There's a delicate balance between portraying a genuinely touching story and going overboard with emotions. And that's where Global One Studio Productions' Raman Thediya Seethai (Rama's Hunt for Seetha), directed by K P Jagannath, manages to be different. Moserbaer's Tamil production has actually managed to hit the bull's-eye with this one.
The first few scenes themselves set the tone; first, a hesitant and bashful Venugopal (Cheran) trying desperately to carry on an interesting conversation with a prospective bride Ranjitha (Vimala Raman), in her picturesque home in Nagercoil. The conversation proceeds quite well in the beginning, until it hits an unexpected snag -- Venu was hospitalised for extreme stress during his school years; he still stammers as the result of the strain, and when he's unexpectedly put into stressful situations. Ranjitha, unimpressed with the story, rejects him.
And thus begins the saga of this modern-day Raman who owns a wedding invitation design shop (a refreshing change of scenery, where you see the working of this unique business), works with beautifully crafted invitations, alliances, marriages and bride/grooms but somehow, he's never successful when it comes to is own wedding.
A second alliance arranged, this time with Vidya (Ramya Nambisan) which actually gets to the wedding-day, but then goes down the tubes. Vidya runs away with her lover the day before her marriage, leaving her father Manickavel (Manivannan) distraught and furious. Remorseful, he promises that he will make sure Venu gets the perfect bride, as a sort of penance for his own daughter's fault.
But life holds no cheer for Venu, who's scarred by depression: perhaps he's just not the man who will ever experience romance or marriage. But life has a few surprises in store for him.
A rather charming story unfolds now, in the form of Nedumaran (Pasupathi), a blind radio jockey whose mission is to inspire people and inspire he does, as he outlines his own emotional love story with Thamizhisai (Gajala) whose steadfast love made him believe in himself. Nedumaran's zest for life and obviously joyous marriage inspires Venu, who continues on his hunt.
Another prospective bride Gayatri (Karthika) is interested, frank and pretty but she has a back story too; a hilarious, touching one, involving a reformed thief, Gunasekar (Nithin Sathya). Venu turns away, dejected, only to approach an inspector, Senthamarai (Navya Nair, in a cameo) but just when he's stunned by the twists and turns thrown by fate, destiny suddenly re-aligns itself.

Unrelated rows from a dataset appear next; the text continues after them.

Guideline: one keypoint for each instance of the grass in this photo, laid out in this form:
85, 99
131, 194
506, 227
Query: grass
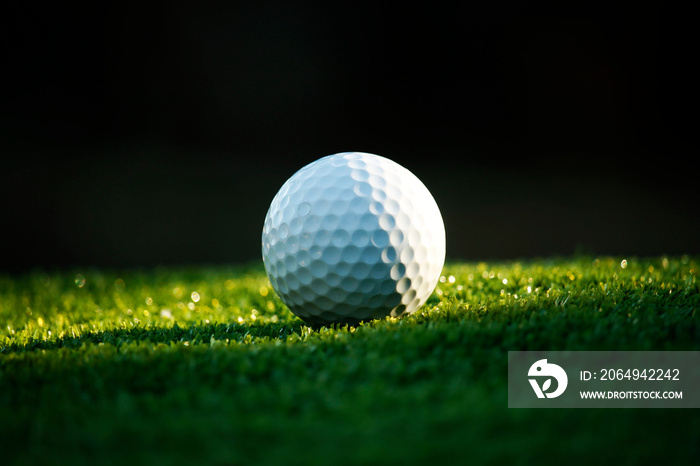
205, 365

K P Jagannath, who came out with Pudhiya Geethai and Kodambakkam earlier, has come up with a screenplay with enjoyable twists and turns coming at regular intervals, and makes sure that you don't have a moment's restlessness. There's a touching blend of melancholy, laughter and emotions that makes for watchable fare.
The casting is near perfect. Cheran, with his penchant for goody-goody roles, has once again donned such a one as the permanently unlucky-in-love Venu. Fortunately, he doesn't cry so much this time and merely wipes his eyes.

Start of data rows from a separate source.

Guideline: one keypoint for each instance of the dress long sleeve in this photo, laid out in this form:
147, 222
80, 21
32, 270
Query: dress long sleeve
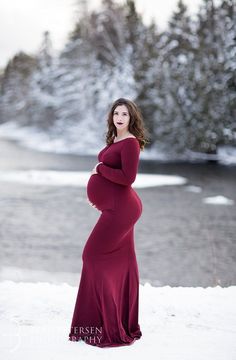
129, 164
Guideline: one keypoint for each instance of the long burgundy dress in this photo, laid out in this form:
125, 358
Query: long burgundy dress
106, 308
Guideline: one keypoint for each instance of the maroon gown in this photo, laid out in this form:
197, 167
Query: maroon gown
106, 308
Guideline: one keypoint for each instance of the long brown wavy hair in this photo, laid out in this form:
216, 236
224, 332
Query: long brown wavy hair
136, 123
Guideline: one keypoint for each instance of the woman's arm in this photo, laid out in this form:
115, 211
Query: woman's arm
129, 165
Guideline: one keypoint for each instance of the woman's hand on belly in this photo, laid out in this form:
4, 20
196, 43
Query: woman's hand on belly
94, 171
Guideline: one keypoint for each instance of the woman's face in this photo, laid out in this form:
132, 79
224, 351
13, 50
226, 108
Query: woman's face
121, 117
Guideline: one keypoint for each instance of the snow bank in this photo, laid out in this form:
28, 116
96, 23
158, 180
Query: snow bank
178, 323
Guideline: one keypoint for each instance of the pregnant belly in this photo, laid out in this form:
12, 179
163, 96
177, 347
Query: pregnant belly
100, 192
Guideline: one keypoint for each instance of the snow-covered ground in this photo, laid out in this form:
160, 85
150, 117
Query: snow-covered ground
31, 137
177, 323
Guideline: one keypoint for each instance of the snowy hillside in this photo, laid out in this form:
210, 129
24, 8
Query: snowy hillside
178, 323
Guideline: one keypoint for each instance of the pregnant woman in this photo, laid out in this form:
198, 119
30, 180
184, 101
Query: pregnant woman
106, 308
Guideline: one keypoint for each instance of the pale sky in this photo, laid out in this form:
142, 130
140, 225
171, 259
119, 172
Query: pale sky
22, 22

Pasupathi is superb as the blind RJ who's come up in life with sheer guts, determination and pure joi de vivre and is keen on passing it on to his fellow citizens.

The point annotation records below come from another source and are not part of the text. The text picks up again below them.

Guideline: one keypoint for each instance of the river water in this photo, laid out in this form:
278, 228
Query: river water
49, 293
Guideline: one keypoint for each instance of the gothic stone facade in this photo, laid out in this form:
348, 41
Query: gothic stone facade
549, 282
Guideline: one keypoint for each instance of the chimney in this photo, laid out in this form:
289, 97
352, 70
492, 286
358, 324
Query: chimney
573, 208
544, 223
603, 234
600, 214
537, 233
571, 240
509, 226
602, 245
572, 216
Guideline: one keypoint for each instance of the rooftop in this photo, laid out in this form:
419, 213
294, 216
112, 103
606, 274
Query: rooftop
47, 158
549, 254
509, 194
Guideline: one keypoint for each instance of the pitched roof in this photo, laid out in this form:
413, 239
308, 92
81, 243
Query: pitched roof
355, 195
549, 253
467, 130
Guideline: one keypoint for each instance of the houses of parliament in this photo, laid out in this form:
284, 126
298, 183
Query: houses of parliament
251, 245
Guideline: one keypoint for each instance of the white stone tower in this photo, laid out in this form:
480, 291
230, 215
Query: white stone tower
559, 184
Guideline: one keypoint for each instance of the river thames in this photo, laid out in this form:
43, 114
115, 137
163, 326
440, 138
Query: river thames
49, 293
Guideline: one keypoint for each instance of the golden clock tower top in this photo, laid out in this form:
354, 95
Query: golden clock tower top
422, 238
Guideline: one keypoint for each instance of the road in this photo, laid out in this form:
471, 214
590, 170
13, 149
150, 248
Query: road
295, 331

Nithin Sathya is a loveable scamp who's convincing both as a petty thief and a reformed auto-driver.
Surprisingly, all the heroines have performed quite well: Vimala Raman is beautiful, slim and ravishing in the beginning, and when she breaks down in front of her mother, does bring tears to your eyes. Ramya Nambisan and Karthika are refreshing, while Gajala is sweet.
Manivannan and Karunas appear briefly, but make an impact.
Sometimes, the feel-good factor comes dangerously close to being sickly-sweet; but thankfully, just when you're scared that it's going to go overboard, he comes back to refreshing reality.
Vidyasagar has obviously worked over the background score; his silences are as effective as his music. Ippave Ippave lingers. Kola Bhaskar's editing is neat and brisk. Vairabalan has come up with sets that fit the story to a T. Vidya's ramshackle home is a great example. Rajesh Yadav's camera makes sure your focus stays on the story and characters; a sound job.
If you're sorely in need of a logical, yet feel-good romance flick with neat performances, this one's your bet.